Data-Free Quantization via Mixed-Precision Compensation without Fine-Tuning
Jun Chen, Shipeng Bai, Tianxin Huang, Mengmeng Wang, Guanzhong Tian, Yong Liu
TL;DR
The paper tackles data-free quantization at ultra-low precision by proposing Data-Free Mixed-Precision Compensation (DF-MPC), which compensates low-bitwidth layer errors with a high-bitwidth reconstruction in the subsequent layer without using original or synthetic data. It formalizes a layer-wise mixed-precision framework and derives a closed-form solution that minimizes a feature-map reconstruction loss between the full-precision and mixed-precision models. Empirical results on CIFAR and ImageNet show DF-MPC can outperform prior data-free methods across multiple architectures, with improved accuracy and efficiency, while realising a flatter loss landscape and weight distributions closer to zero after compensation.

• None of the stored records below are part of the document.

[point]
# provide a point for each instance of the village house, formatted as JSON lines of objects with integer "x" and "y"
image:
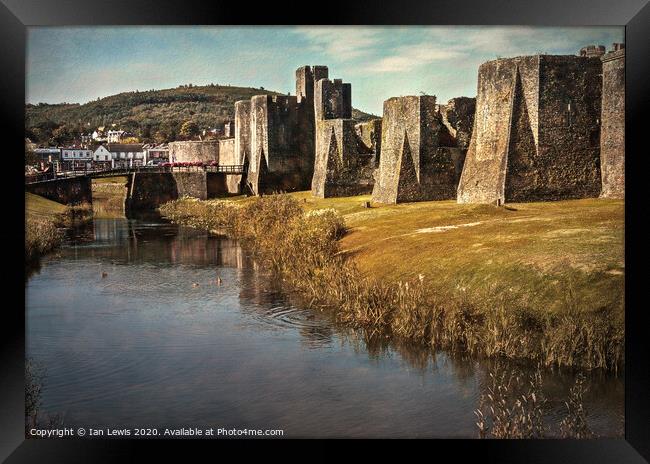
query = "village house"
{"x": 156, "y": 153}
{"x": 119, "y": 155}
{"x": 76, "y": 157}
{"x": 48, "y": 155}
{"x": 115, "y": 136}
{"x": 98, "y": 134}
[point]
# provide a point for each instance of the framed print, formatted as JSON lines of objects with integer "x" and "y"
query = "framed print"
{"x": 407, "y": 222}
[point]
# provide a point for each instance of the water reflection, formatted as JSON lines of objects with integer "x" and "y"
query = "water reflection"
{"x": 135, "y": 330}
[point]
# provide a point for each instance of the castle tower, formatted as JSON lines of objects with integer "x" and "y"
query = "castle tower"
{"x": 413, "y": 167}
{"x": 332, "y": 99}
{"x": 612, "y": 131}
{"x": 536, "y": 132}
{"x": 306, "y": 78}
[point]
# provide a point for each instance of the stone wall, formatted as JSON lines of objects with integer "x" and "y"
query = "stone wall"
{"x": 190, "y": 151}
{"x": 332, "y": 99}
{"x": 277, "y": 163}
{"x": 458, "y": 118}
{"x": 535, "y": 131}
{"x": 370, "y": 134}
{"x": 191, "y": 184}
{"x": 72, "y": 191}
{"x": 242, "y": 131}
{"x": 412, "y": 166}
{"x": 612, "y": 136}
{"x": 147, "y": 191}
{"x": 343, "y": 164}
{"x": 228, "y": 157}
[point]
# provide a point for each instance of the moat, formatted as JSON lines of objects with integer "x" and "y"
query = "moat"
{"x": 140, "y": 323}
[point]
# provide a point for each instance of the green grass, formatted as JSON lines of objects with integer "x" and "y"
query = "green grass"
{"x": 535, "y": 251}
{"x": 43, "y": 219}
{"x": 109, "y": 194}
{"x": 538, "y": 281}
{"x": 37, "y": 206}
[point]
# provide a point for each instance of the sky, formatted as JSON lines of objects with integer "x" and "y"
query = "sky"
{"x": 79, "y": 64}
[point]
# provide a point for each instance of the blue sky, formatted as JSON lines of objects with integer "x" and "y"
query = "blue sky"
{"x": 78, "y": 64}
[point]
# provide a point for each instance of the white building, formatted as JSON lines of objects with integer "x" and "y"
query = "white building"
{"x": 48, "y": 154}
{"x": 115, "y": 136}
{"x": 76, "y": 158}
{"x": 120, "y": 155}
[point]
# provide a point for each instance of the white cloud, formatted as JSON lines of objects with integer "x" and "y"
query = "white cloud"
{"x": 410, "y": 57}
{"x": 343, "y": 43}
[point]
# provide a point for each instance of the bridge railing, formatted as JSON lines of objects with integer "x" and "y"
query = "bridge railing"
{"x": 109, "y": 172}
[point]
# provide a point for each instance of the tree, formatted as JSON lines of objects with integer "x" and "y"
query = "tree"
{"x": 189, "y": 129}
{"x": 31, "y": 158}
{"x": 61, "y": 135}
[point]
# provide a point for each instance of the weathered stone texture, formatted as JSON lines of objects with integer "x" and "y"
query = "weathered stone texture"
{"x": 276, "y": 162}
{"x": 70, "y": 191}
{"x": 343, "y": 164}
{"x": 332, "y": 99}
{"x": 306, "y": 78}
{"x": 191, "y": 184}
{"x": 147, "y": 191}
{"x": 228, "y": 157}
{"x": 413, "y": 167}
{"x": 612, "y": 136}
{"x": 536, "y": 131}
{"x": 458, "y": 118}
{"x": 190, "y": 151}
{"x": 370, "y": 134}
{"x": 242, "y": 130}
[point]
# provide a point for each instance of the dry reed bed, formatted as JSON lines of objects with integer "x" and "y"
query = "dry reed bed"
{"x": 303, "y": 250}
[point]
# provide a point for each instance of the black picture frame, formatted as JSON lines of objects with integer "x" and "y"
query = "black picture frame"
{"x": 16, "y": 15}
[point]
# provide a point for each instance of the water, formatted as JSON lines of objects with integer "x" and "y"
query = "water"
{"x": 156, "y": 342}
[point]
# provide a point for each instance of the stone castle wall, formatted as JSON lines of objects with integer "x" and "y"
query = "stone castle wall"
{"x": 342, "y": 167}
{"x": 229, "y": 157}
{"x": 413, "y": 167}
{"x": 332, "y": 99}
{"x": 242, "y": 131}
{"x": 535, "y": 133}
{"x": 190, "y": 151}
{"x": 276, "y": 162}
{"x": 369, "y": 133}
{"x": 457, "y": 115}
{"x": 612, "y": 137}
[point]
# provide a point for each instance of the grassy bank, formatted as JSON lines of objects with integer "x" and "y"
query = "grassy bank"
{"x": 537, "y": 281}
{"x": 44, "y": 221}
{"x": 109, "y": 194}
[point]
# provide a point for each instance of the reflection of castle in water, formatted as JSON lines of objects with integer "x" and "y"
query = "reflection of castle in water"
{"x": 124, "y": 241}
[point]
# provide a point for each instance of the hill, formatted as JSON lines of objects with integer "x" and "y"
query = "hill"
{"x": 152, "y": 115}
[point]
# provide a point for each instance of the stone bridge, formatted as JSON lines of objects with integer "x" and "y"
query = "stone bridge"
{"x": 147, "y": 187}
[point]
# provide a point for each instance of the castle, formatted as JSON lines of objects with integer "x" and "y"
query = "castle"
{"x": 542, "y": 127}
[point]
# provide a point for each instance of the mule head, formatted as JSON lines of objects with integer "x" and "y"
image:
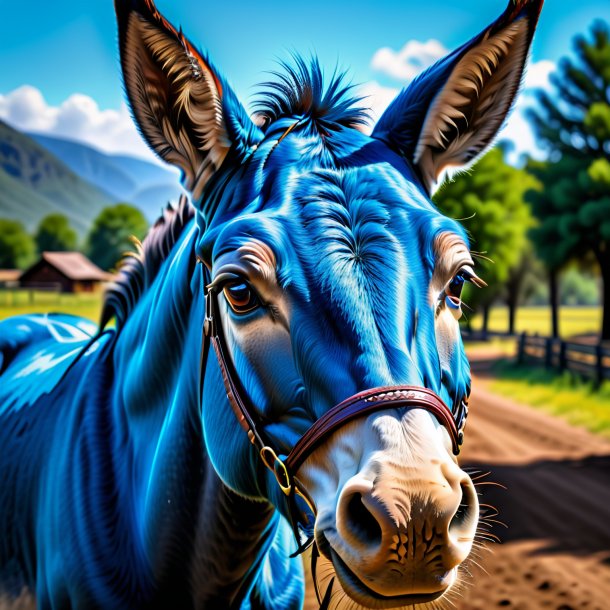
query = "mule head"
{"x": 336, "y": 274}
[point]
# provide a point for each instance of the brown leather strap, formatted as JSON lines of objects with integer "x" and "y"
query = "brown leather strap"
{"x": 366, "y": 402}
{"x": 244, "y": 411}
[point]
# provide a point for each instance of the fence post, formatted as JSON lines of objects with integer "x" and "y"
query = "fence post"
{"x": 599, "y": 362}
{"x": 548, "y": 353}
{"x": 521, "y": 347}
{"x": 562, "y": 356}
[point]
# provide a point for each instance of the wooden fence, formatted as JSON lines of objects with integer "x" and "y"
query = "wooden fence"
{"x": 591, "y": 361}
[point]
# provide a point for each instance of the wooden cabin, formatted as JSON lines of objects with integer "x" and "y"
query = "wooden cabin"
{"x": 64, "y": 272}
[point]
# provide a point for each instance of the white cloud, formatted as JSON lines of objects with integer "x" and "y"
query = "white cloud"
{"x": 406, "y": 64}
{"x": 517, "y": 128}
{"x": 377, "y": 98}
{"x": 77, "y": 118}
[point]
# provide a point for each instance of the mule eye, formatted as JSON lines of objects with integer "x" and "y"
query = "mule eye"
{"x": 241, "y": 298}
{"x": 454, "y": 288}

The work highlights a practical, data-free path to deploy ultra-low-precision networks, albeit with some performance gaps relative to synthetic-data methods, and suggests directions for future enhancement via feature-map estimation.
Abstract
Neural network quantization is a very promising solution in the field of model compression, but its resulting accuracy highly depends on a training/fine-tuning process and requires the original data. This not only brings heavy computation and time costs but also is not conducive to privacy and sensitive information protection. Therefore, a few recent works are starting to focus on data-free quantization. However, data-free quantization does not perform well while dealing with ultra-low precision quantization. Although researchers utilize generative methods of synthetic data to address this problem partially, data synthesis needs to take a lot of computation and time. In this paper, we propose a data-free mixed-precision compensation (DF-MPC) method to recover the performance of an ultra-low precision quantized model without any data and fine-tuning process. By assuming the quantized error caused by a low-precision quantized layer can be restored via the reconstruction of a high-precision quantized layer, we mathematically formulate the reconstruction loss between the pre-trained full-precision model and its layer-wise mixed-precision quantized model. Based on our formulation, we theoretically deduce the closed-form solution by minimizing the reconstruction loss of the feature maps. Since DF-MPC does not require any original/synthetic data, it is a more efficient method to approximate the full-precision model. Experimentally, our DF-MPC is able to achieve higher accuracy for an ultra-low precision quantized model compared to the recent methods without any data and fine-tuning process.